Using metaclasses to play with decorators.
David MacQuigg
dmq at gain.com
Fri Jun 18 01:04:25 EDT 2004
On Thu, 17 Jun 2004 08:05:03 -0500, Jeff Epler <jepler at unpythonic.net>
wrote:
>On Wed, Jun 16, 2004 at 04:18:53AM -0700, David MacQuigg wrote:
>> I haven't given this much thought, but it occurred to me that making
>> the __new__ function work in an ordinary class ( not just a metaclass
>> ) would avoid the need for metaclasses in simple cases like my
>> example. [...]
>
>__new__ does work in an "ordinary class"! It just does something
>different than what you want.
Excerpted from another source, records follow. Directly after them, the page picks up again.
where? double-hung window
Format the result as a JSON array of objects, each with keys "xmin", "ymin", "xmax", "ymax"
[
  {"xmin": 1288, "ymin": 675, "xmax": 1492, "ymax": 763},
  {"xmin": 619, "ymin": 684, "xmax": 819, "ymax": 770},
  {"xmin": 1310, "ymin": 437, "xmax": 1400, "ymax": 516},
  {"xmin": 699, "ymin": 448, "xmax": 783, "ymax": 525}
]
Here's a small "rational number" class
>where Rational(x, y) returns an int if x/y is an integer, or a Rational
>instance otherwise.
I just read Alex Martelli's 4 pages on metaclasses in "Python in a
Nutshell", and I'm finally starting to understand this topic. Thanks
to you and Michele Simionato for catching my misunderstanding on the
use of __new__.
I've also corrected the one-page explanation of metaclasses in my OOP
chapter. I had decided earlier to take this out of the chapter, but
now I think I will leave it in. Metaclasses have an advantage over
factory functions that makes learning at least the basics worth while.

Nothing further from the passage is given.